Une réussite, mineure certes, mais une réussite quand même.
À la fin d’Un homme d’ombres (cf. Bifrost n° 102), nous avions laissé John Nyquist sur la route le menant hors d’une ville écrasée de lumière. Dans ce premier volet des enquêtes de ce détective privé, nous découvrions Soliade, ville éclairée en permanence par des ampoules électriques, et sa jumelle ténébreuse, Nocturna – deux cités que l’on croirait tirées des fameuses Villes invisibles d’Italo Calvino.

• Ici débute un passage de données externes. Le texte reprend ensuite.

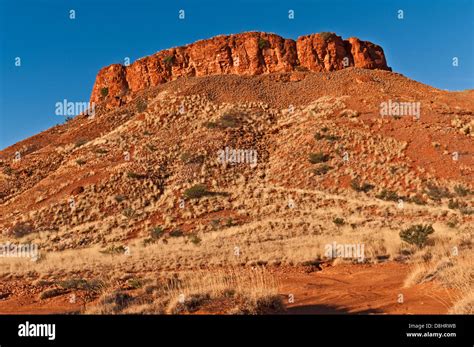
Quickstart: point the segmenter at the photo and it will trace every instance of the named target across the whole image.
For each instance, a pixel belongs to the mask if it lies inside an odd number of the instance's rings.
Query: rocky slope
[[[300,36],[249,32],[216,36],[160,51],[130,66],[113,64],[99,71],[91,102],[122,105],[130,94],[179,77],[218,74],[260,75],[272,72],[334,71],[346,67],[391,70],[380,46],[332,33]]]

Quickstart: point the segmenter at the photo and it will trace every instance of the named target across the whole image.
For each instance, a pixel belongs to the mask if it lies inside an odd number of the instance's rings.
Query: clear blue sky
[[[473,0],[0,0],[0,29],[0,148],[63,122],[56,102],[88,101],[101,67],[218,34],[356,36],[381,45],[396,72],[474,88]]]

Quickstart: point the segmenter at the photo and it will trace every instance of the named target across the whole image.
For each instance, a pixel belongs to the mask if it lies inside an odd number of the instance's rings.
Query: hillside
[[[93,117],[0,151],[0,242],[40,254],[2,259],[0,311],[472,313],[474,92],[358,39],[242,35],[104,68]],[[245,71],[199,64],[255,42]],[[381,115],[397,103],[419,112]],[[416,225],[419,247],[399,236]]]

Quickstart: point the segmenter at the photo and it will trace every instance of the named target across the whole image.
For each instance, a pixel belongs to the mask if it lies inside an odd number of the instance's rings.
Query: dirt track
[[[409,265],[337,265],[303,273],[276,271],[288,314],[444,314],[453,293],[425,283],[403,288]],[[403,294],[403,303],[398,303]],[[70,314],[82,309],[70,294],[48,300],[12,297],[0,301],[0,314]],[[204,312],[201,312],[204,313]]]

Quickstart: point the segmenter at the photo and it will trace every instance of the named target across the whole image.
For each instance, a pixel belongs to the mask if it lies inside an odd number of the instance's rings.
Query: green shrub
[[[199,245],[201,243],[201,238],[197,236],[196,234],[191,234],[189,236],[189,241],[191,241],[192,244],[194,245]]]
[[[114,199],[115,201],[117,201],[118,203],[121,203],[122,201],[124,201],[127,197],[125,195],[122,195],[122,194],[119,194],[119,195],[115,195]]]
[[[392,190],[382,189],[382,191],[376,196],[376,198],[385,201],[398,201],[401,197],[398,196],[398,194]]]
[[[76,160],[76,164],[79,165],[79,166],[82,166],[86,163],[86,161],[84,159],[77,159]]]
[[[127,172],[127,177],[128,178],[133,178],[133,179],[142,179],[142,178],[145,178],[146,176],[142,175],[142,174],[139,174],[139,173],[136,173],[136,172],[133,172],[133,171],[129,171],[129,172]]]
[[[169,235],[170,237],[181,237],[184,235],[184,232],[180,229],[175,229],[173,231],[170,231]]]
[[[148,107],[147,103],[145,100],[138,100],[137,101],[137,112],[142,113],[145,112],[146,108]]]
[[[460,185],[460,184],[454,187],[454,191],[459,196],[467,196],[467,195],[471,194],[471,191],[468,188],[466,188],[466,187],[464,187],[463,185]]]
[[[324,39],[324,41],[328,41],[329,39],[336,36],[336,34],[330,33],[330,32],[327,32],[327,31],[323,31],[319,35],[321,35],[321,37]]]
[[[164,230],[163,230],[163,228],[160,227],[160,226],[153,227],[153,228],[150,230],[150,237],[151,237],[153,240],[158,240],[158,239],[160,239],[163,235],[164,235]]]
[[[59,295],[63,295],[65,293],[66,293],[66,291],[64,289],[61,289],[61,288],[47,289],[47,290],[41,292],[39,298],[41,300],[46,300],[46,299],[49,299],[49,298],[54,298],[54,297],[59,296]]]
[[[84,146],[86,143],[87,143],[86,139],[79,139],[79,140],[76,141],[76,143],[74,145],[77,148],[77,147]]]
[[[309,154],[309,162],[311,164],[325,163],[329,159],[331,159],[331,157],[323,152]]]
[[[196,184],[189,189],[184,191],[184,196],[189,199],[199,199],[205,195],[208,195],[209,191],[204,184]]]
[[[317,176],[325,175],[329,172],[329,170],[332,169],[332,166],[329,166],[327,164],[322,164],[316,168],[313,169],[313,173]]]
[[[367,182],[360,183],[359,180],[356,178],[351,181],[351,188],[354,189],[356,192],[367,193],[375,187]]]
[[[167,66],[167,67],[171,67],[173,66],[174,64],[174,55],[168,55],[166,56],[164,59],[163,59],[163,63]]]
[[[107,87],[104,87],[100,90],[100,95],[102,95],[102,97],[106,97],[107,95],[109,95],[109,88]]]
[[[30,224],[27,224],[24,222],[18,222],[10,229],[10,233],[13,234],[13,236],[17,238],[23,237],[32,232],[33,232],[33,227]]]
[[[341,226],[341,225],[344,225],[346,223],[346,221],[344,220],[344,218],[340,218],[340,217],[336,217],[332,220],[332,222],[334,224],[336,224],[337,226]]]
[[[432,200],[441,200],[443,198],[451,197],[451,193],[448,189],[438,187],[434,184],[428,184],[426,186],[425,192]]]
[[[265,40],[264,38],[259,38],[258,39],[258,48],[260,49],[265,49],[265,48],[268,48],[270,47],[270,42],[268,42],[268,40]]]
[[[135,215],[135,211],[133,210],[133,208],[127,207],[122,211],[122,214],[127,218],[133,218],[133,216]]]
[[[428,242],[428,236],[434,232],[431,225],[416,224],[400,231],[400,238],[411,245],[423,248]]]
[[[219,125],[222,128],[237,128],[240,125],[240,119],[234,114],[224,114],[220,120]]]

La Ville des histoires poursuit sur cette lancée : Nyquist réside depuis quelques mois à Histoireville. Le principe de cette ville est simple : régie par le Conseil narratif, elle vit des histoires que les gens racontent et se racontent. Afin de faire bouillir la marmite, notre détective mène des filatures. L’une d’elles le conduit dans le quartier Melville, sur les pas d’un homme… à côté du cadavre duquel Nyquist se réveille bientôt. L’enquêteur est certain de ne pas l’avoir tué, tout comme il est sûr que ces pages couvertes d’un texte mystérieux ont quelque chose à voir avec ce nouveau mystère. Si ce deuxième roman rappelle par moment la série « Thursday Next » de Jasper Fforde, qui prenait la littérature et les histoires comme matériau de base, Noon reste dans le ton d’un pastiche de polar – détective cabossé par la vie, femmes fatales, ambiance plus noire qu’un café serré –, avec Lewis Carroll comme figure tutélaire.

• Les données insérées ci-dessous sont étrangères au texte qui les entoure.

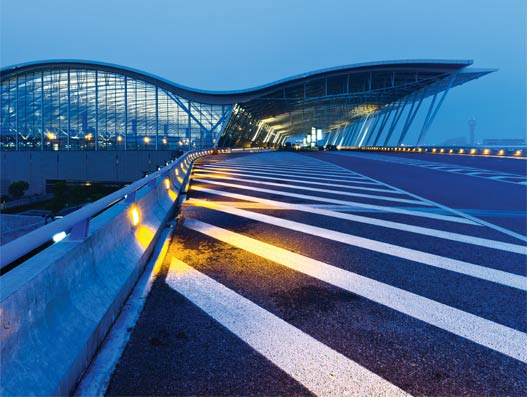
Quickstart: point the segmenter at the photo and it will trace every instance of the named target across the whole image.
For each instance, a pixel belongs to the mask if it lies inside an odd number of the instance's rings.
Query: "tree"
[[[29,189],[29,183],[26,181],[16,181],[9,185],[8,192],[14,198],[20,198]]]

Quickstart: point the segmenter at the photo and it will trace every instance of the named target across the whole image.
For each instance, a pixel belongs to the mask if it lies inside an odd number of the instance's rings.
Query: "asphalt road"
[[[527,395],[525,175],[400,158],[196,164],[107,394]]]

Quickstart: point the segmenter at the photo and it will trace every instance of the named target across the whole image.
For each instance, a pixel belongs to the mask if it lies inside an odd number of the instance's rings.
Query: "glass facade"
[[[209,148],[230,105],[209,105],[126,74],[82,68],[20,73],[1,83],[2,150]]]

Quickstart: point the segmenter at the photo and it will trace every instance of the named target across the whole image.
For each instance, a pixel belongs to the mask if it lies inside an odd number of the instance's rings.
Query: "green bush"
[[[27,189],[29,189],[29,183],[26,181],[16,181],[9,185],[7,191],[17,199],[23,197]]]

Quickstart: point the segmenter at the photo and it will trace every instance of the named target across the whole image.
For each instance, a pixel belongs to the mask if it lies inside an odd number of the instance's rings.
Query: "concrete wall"
[[[181,189],[174,176],[171,189],[158,178],[134,204],[92,219],[85,241],[56,243],[0,278],[0,395],[73,391],[173,215]]]
[[[45,193],[47,179],[132,182],[177,157],[176,151],[3,151],[0,194],[14,181],[29,183],[27,195]]]

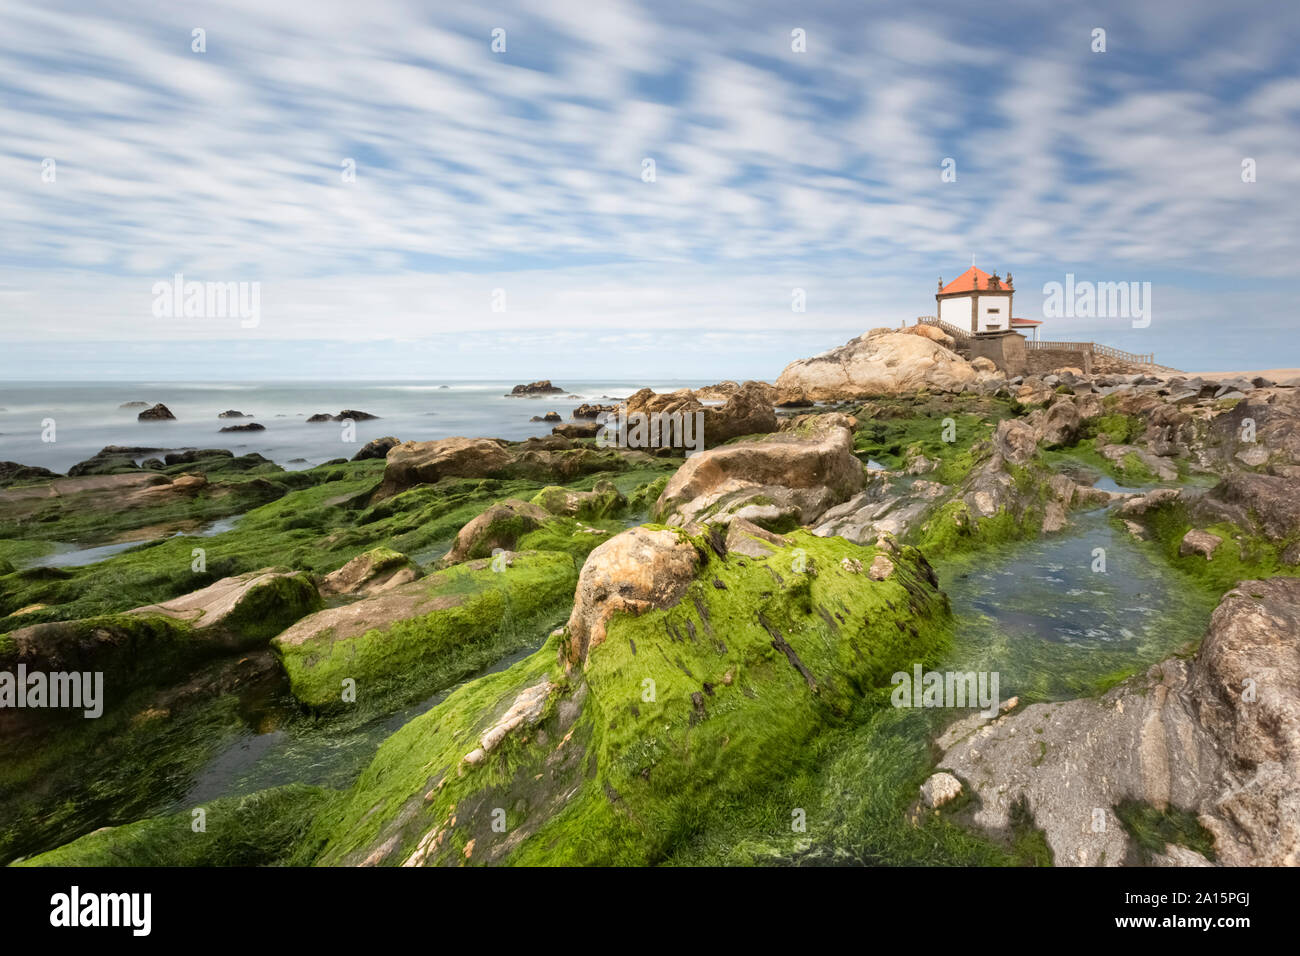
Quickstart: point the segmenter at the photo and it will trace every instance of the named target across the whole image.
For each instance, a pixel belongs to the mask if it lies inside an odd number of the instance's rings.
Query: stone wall
[[[981,332],[971,336],[970,357],[986,358],[1008,375],[1024,375],[1026,355],[1025,337],[1019,332]]]
[[[1083,349],[1026,349],[1025,359],[1025,375],[1046,375],[1066,367],[1092,374],[1092,352]]]

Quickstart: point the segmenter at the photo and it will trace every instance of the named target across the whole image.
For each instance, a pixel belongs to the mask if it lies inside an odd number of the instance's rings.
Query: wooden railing
[[[933,325],[943,329],[962,346],[971,344],[971,333],[966,329],[959,328],[951,322],[944,322],[942,319],[933,315],[918,315],[916,317],[918,324]],[[1154,352],[1125,352],[1123,349],[1112,348],[1109,345],[1099,345],[1096,342],[1041,342],[1033,339],[1025,340],[1027,349],[1070,349],[1078,352],[1090,352],[1093,356],[1104,355],[1107,358],[1119,359],[1121,362],[1128,362],[1132,365],[1155,365],[1156,355]]]
[[[1128,362],[1132,365],[1155,365],[1156,355],[1154,352],[1125,352],[1123,349],[1113,348],[1109,345],[1100,345],[1097,342],[1025,342],[1027,349],[1069,349],[1079,352],[1091,352],[1093,356],[1104,355],[1107,358],[1119,359],[1121,362]]]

Changement d’ambiance pour Jenny-les-vrilles : après la réception de sept photographies susceptibles de le mettre sur la piste de son père, disparu des années plus tôt dans la zone crépusculaire entre Soliade et Nocturna, Nyquist quitte Histoireville pour se rendre à la campagne, dans le petit village d’Hoxley-sur-la-Vive. Le seul léger problème est que personne n’adresse la parole au détective le jour de son arrivée. Rien de plus normal : c’est la Saint-Switten et ce jour-là, à Hoxley, personne ne parle, par respect envers ce martyr chrétien oublié de presque tous. Comme Nyquist le comprend vite, la vie au village est régie par celle des saints : chaque jour, un saint différent ; chaque jour, des règles différentes, aussi absurde qu’absconses. Dans ces conditions absurdes, comment le détective peut-il espérer retrouver son père ? Riche d’une pesante atmosphère rurale, ce troisième volet du cycle négocie joliment son virage campagnard. Là aussi, la rationalité perd pied, et Nyquist comme les lecteurs devront accepter de se laisser porter par l’étrange.
Avec ses Villes invisibles, Italo Calvino brossait en quelques lignes le portrait de cités surprenantes. Jeff Noon, au travers des « Enquêtes de John Nyquist », montre ce que serait la vie quotidienne dans de telles villes, et le résultat est savoureux. Un quatrième tome, Within Without, est paru outre-Manche en 2021 : il nous tarde de le lire.